Tomography INR Speed-ups and quantem-cuda API Built-in#246
Draft
cedriclim1 wants to merge 31 commits into
Draft
Conversation
The per-pixel DataLoader path costs ~43 ms/batch on CPU (8192 Python __getitem__ calls + collate + H2D copy) while the GPU step itself takes ~20 ms, so single-GPU reconstructions idle the GPU half the time. DeviceBatchSampler keeps the tilt stack resident on the device and builds each batch with index arithmetic and two tensor lookups, yielding the same batch dicts (and drop_last/val-split semantics) as the DataLoader path. DDP runs keep the DataLoader + DistributedSampler path. Also disable bf16 autocast in the validation loop to match the training pass: the so3 pose solve (lu_factor) has no BFloat16 kernel, and a bf16 val loss is not comparable to the fp32 train loss.

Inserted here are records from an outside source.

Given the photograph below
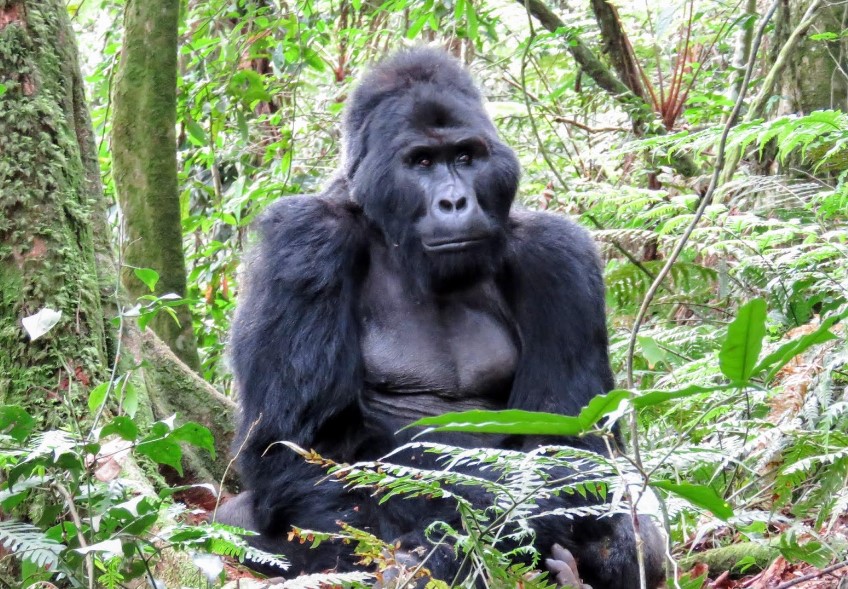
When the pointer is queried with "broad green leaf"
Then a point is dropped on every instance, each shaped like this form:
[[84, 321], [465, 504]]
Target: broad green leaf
[[16, 422], [123, 426], [417, 25], [652, 353], [600, 406], [148, 276], [699, 496], [740, 350], [509, 421], [784, 354], [196, 435], [196, 132], [518, 421], [163, 451], [97, 396]]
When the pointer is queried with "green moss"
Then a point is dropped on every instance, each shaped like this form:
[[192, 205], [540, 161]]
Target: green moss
[[46, 245]]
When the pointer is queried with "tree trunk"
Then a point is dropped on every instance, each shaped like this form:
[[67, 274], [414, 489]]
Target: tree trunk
[[617, 47], [641, 113], [145, 163], [815, 75], [56, 250], [49, 193]]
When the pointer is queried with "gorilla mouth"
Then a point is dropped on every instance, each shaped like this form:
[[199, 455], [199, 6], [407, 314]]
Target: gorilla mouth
[[453, 245]]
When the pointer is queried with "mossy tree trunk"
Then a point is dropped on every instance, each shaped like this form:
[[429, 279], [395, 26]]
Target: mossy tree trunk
[[814, 77], [49, 201], [56, 250], [145, 163]]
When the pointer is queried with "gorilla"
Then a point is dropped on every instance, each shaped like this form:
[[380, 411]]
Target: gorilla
[[412, 287]]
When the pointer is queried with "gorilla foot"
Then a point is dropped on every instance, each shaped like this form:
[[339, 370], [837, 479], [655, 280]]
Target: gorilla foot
[[563, 569], [405, 570]]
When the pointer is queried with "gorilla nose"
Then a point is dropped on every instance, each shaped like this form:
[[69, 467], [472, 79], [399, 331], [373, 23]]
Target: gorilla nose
[[453, 205]]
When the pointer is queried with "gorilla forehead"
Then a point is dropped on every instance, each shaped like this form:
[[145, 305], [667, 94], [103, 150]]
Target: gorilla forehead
[[416, 90]]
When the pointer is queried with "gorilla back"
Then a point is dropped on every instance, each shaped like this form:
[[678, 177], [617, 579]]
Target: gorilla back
[[411, 286]]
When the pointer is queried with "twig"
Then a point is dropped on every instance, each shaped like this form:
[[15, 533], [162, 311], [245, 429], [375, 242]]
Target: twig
[[230, 465], [812, 576], [72, 509], [705, 200]]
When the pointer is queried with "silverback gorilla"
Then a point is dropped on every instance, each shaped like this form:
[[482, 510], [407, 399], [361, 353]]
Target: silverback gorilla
[[412, 287]]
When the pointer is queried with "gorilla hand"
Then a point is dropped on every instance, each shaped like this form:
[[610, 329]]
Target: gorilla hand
[[563, 569]]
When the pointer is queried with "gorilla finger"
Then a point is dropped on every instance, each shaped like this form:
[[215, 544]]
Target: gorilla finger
[[562, 574], [564, 555]]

Every rank derives the same epoch permutation from seed + epoch (CPU generator, identical across ranks and reproducible) and takes an equal-size contiguous shard, with the ragged tail dropped so per-rank batch counts always match and gradient sync cannot hang. The training loop's existing sampler.set_epoch call drives reshuffling, exactly like DistributedSampler; single-process runs auto-advance the epoch instead. The train/val split now uses a fixed-seed generator: identical across ranks (no leakage between a rank's train shard and another's val shard) and stable across save/reload, so resumed runs keep validating on the same held-out pixels. Verified with a 2-GPU torchrun run: equal batch counts on both ranks, finite identical reduced losses, no deadlock.
…raint crash - TomographyINRDataset.__getitem__ decomposed pixel indices by shape[1] (height) instead of shape[2] (width), and __len__ used max(shape)^2 instead of H*W; both corrupted the pixel mapping and overcounted the dataset for rectangular tilt images. - ObjectPixelated.apply_soft_constraints built soft_loss as a leaf tensor with requires_grad=True and then added the TV loss in-place, which raises RuntimeError whenever tv_vol > 0. Build it without requires_grad and add out-of-place so the loss backprops through get_tv_loss.

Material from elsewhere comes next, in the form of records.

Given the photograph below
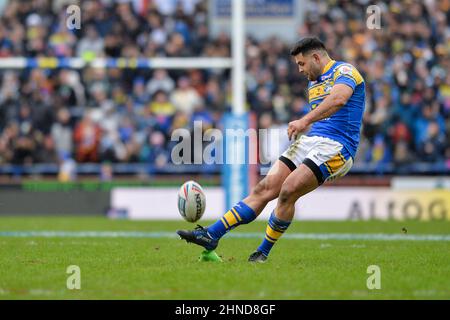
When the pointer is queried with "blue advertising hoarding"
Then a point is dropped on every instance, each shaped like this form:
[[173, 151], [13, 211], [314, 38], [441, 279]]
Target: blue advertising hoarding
[[258, 8]]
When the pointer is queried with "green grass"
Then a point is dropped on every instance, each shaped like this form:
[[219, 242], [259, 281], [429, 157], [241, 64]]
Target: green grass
[[167, 268]]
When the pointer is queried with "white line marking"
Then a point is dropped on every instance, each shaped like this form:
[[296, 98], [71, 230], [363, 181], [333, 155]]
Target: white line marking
[[240, 235]]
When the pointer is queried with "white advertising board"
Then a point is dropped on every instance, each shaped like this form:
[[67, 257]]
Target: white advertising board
[[327, 203]]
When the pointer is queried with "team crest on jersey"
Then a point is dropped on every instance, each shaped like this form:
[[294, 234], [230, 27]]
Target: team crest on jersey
[[345, 70]]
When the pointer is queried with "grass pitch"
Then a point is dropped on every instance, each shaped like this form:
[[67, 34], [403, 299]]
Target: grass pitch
[[145, 260]]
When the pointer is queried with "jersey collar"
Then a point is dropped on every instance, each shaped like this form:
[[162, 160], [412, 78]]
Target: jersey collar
[[328, 66]]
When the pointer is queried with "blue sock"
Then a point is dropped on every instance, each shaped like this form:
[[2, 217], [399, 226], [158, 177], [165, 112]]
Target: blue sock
[[275, 229], [239, 214]]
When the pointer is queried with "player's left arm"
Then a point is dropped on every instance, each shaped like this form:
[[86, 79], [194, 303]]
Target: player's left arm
[[338, 97]]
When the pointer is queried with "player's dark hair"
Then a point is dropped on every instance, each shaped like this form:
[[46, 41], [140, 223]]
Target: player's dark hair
[[306, 45]]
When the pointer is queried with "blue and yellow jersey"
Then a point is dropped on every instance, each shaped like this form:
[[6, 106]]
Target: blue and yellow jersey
[[343, 126]]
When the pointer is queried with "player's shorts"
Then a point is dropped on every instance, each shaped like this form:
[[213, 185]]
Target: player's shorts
[[328, 159]]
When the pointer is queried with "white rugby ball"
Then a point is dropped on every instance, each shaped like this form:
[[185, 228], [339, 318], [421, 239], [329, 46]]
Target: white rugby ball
[[191, 201]]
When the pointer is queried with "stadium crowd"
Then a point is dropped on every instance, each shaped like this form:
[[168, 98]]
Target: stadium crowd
[[128, 115]]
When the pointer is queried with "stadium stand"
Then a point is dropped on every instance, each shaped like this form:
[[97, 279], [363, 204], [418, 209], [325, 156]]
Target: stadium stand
[[126, 116]]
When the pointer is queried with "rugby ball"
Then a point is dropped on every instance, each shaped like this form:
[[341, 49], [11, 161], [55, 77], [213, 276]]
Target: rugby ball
[[191, 201]]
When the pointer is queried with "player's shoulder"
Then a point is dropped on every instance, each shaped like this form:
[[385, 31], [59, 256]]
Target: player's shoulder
[[342, 68]]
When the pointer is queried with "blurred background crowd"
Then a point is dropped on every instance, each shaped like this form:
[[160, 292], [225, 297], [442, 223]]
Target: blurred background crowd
[[128, 115]]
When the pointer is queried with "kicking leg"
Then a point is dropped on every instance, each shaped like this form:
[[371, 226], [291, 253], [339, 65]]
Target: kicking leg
[[242, 213], [300, 182]]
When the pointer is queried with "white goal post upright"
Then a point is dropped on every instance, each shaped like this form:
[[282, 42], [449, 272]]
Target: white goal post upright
[[238, 56]]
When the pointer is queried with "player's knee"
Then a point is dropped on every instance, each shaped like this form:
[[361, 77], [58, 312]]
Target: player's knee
[[287, 193], [264, 191]]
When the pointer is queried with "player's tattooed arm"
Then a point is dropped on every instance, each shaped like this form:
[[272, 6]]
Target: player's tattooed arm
[[338, 97]]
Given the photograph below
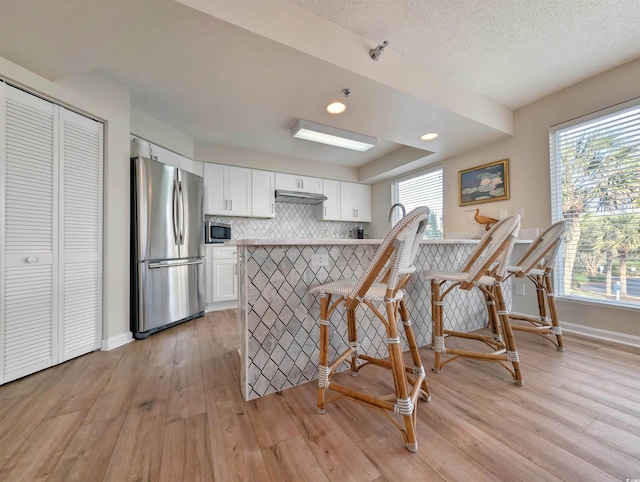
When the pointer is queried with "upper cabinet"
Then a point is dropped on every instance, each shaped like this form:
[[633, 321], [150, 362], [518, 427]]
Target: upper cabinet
[[227, 190], [331, 207], [263, 202], [355, 202], [293, 182]]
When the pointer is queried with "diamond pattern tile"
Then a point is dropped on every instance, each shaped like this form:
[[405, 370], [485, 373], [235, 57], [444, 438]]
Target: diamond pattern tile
[[279, 343]]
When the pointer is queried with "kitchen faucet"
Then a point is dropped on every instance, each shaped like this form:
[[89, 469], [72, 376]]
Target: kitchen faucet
[[397, 205]]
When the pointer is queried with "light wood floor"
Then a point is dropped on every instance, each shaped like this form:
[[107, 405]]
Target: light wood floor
[[169, 408]]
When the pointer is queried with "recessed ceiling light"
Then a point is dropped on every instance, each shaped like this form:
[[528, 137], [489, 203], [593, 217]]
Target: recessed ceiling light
[[429, 136], [336, 108]]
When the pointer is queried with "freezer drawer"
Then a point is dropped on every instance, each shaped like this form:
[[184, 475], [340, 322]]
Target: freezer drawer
[[168, 292]]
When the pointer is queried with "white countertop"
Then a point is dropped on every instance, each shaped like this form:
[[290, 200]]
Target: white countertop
[[329, 241]]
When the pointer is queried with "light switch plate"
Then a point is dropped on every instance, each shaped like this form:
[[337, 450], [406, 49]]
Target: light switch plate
[[318, 260]]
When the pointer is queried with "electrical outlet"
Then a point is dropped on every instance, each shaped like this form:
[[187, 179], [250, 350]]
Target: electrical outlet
[[318, 260]]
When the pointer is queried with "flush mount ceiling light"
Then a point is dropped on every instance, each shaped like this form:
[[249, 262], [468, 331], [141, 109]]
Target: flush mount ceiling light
[[429, 136], [338, 107], [377, 52], [310, 131]]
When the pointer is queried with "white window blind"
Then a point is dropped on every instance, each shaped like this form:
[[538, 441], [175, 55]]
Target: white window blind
[[421, 190], [595, 186]]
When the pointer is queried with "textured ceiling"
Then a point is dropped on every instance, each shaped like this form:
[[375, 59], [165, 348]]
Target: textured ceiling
[[511, 51], [241, 72]]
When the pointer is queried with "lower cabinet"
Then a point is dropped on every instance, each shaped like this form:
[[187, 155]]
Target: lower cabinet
[[221, 276]]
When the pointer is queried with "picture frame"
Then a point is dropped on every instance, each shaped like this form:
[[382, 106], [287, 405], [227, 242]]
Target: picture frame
[[485, 183]]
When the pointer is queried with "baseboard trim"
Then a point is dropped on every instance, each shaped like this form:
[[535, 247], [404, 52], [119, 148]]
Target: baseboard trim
[[600, 334], [116, 341], [614, 336]]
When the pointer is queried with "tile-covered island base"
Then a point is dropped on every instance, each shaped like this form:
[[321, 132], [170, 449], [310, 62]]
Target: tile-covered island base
[[277, 317]]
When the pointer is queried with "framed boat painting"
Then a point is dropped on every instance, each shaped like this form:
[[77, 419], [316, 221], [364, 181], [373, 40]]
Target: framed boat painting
[[481, 184]]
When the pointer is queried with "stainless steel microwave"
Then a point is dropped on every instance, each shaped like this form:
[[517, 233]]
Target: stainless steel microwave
[[216, 232]]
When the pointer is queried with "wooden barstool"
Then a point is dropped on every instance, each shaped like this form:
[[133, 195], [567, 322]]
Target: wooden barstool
[[384, 281], [537, 265], [485, 270]]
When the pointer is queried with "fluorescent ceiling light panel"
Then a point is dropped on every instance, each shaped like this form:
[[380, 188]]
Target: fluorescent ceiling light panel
[[333, 136]]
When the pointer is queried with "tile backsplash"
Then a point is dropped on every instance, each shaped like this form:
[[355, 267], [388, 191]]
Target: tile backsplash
[[292, 221]]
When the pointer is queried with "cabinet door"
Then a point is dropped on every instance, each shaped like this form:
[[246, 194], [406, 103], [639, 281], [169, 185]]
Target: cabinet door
[[208, 274], [263, 194], [80, 308], [225, 279], [215, 195], [331, 207], [347, 207], [288, 182], [362, 202], [28, 232], [239, 189], [355, 202]]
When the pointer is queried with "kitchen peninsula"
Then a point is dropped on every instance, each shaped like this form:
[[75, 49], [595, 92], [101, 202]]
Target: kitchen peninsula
[[277, 317]]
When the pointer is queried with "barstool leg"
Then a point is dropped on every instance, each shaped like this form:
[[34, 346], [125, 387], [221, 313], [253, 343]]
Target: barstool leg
[[512, 352], [553, 311], [323, 363], [353, 339], [437, 335], [403, 401], [413, 347], [492, 315]]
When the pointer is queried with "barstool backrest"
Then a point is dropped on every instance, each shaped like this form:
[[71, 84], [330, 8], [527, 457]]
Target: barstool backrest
[[395, 256], [492, 254], [542, 252]]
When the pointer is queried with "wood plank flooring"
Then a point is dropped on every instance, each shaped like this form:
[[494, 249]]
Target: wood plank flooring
[[169, 408]]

- interpolate_ms_features_tilted: build the per-plane coordinate pairs with unbind/stack views instead of allocating an index tensor on device every call (a host-to-device copy) and running an (T, 3, B, 3) expand+gather. Bitwise-identical output; ~1.1x on the isolated forward (B=4096, T=8, 3 scales) plus one fewer H2D transfer per model call. - ObjectTensorDecomp.get_volume_tv_loss: evaluate the base points and the three axis-shifted copies in one batched forward (4N points) instead of four sequential model calls. Bitwise-identical loss; 3.1x faster forward and 3.3x with backward (10k samples, KPlanesTILTED backbone).

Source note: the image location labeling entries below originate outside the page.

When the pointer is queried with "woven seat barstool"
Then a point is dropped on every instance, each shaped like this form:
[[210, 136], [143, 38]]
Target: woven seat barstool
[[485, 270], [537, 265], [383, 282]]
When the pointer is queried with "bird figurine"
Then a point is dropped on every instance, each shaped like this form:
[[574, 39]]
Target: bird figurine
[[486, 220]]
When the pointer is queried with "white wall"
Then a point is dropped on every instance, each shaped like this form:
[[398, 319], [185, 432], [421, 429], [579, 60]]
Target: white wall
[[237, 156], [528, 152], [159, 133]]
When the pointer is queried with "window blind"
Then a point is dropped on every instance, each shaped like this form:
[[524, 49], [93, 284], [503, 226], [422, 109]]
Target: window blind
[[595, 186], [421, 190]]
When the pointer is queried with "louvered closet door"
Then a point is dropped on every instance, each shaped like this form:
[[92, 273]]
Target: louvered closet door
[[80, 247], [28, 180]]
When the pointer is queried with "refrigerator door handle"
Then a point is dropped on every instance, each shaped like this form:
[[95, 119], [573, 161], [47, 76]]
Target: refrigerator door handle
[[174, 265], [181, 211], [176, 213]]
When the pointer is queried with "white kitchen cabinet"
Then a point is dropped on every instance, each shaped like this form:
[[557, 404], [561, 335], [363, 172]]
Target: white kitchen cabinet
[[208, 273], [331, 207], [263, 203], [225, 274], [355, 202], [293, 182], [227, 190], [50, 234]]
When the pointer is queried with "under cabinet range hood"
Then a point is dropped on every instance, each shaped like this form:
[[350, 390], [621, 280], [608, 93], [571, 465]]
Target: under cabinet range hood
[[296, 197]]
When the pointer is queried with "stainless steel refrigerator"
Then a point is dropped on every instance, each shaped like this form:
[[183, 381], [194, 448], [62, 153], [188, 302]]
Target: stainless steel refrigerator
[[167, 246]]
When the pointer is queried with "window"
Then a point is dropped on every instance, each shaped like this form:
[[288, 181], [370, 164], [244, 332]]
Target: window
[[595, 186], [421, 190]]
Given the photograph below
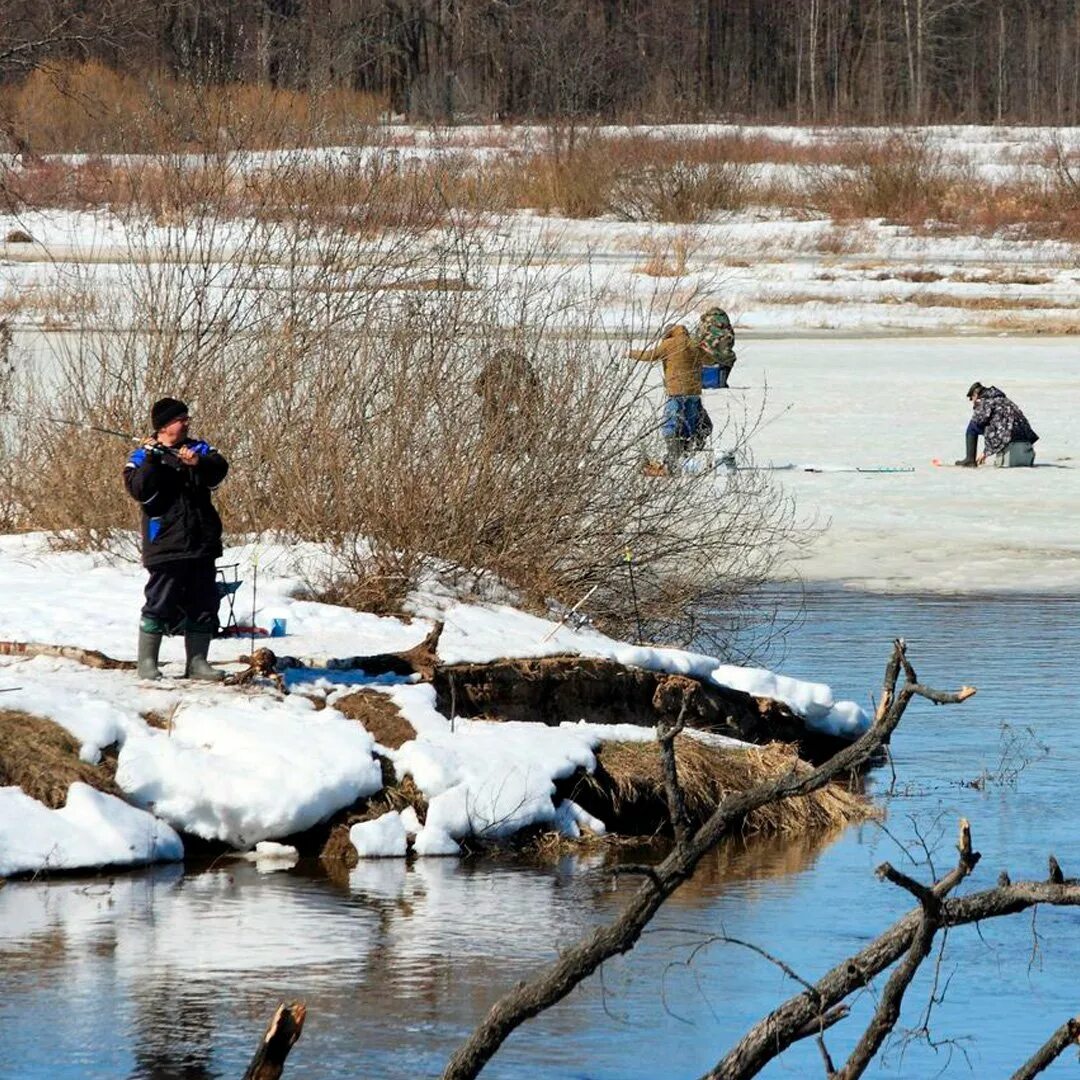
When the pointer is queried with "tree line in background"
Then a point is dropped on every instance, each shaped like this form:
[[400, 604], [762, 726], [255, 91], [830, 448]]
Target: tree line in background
[[768, 61]]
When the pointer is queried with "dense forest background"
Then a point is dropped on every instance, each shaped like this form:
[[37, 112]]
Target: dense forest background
[[767, 61]]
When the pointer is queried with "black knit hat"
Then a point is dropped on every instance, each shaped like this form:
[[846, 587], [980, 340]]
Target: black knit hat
[[165, 412]]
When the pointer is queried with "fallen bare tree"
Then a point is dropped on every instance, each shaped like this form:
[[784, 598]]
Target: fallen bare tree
[[576, 963], [821, 1004], [284, 1028]]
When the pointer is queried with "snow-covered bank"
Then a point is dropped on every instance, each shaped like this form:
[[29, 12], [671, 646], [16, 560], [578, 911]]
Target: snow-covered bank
[[901, 402], [247, 765]]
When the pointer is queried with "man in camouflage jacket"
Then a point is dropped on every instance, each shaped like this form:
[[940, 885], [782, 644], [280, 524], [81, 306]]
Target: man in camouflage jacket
[[686, 422], [1007, 435]]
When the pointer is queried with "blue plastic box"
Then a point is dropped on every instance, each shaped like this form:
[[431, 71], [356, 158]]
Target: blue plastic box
[[712, 377]]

…e crash - ObjectINR.forward masked densities outside [-1, 1] in x and y only, so tilted rays whose sample points leave the volume along z still picked up extrapolated density and biased the integrated projections at high tilt. The mask now bounds all three axes. - ObjectINR.apply_soft_constraints read ctx.coords.device before the coords-is-None assert, raising AttributeError instead of returning a zero loss when no soft constraints are active and no coords are passed. Fall back to the model device when coords are absent.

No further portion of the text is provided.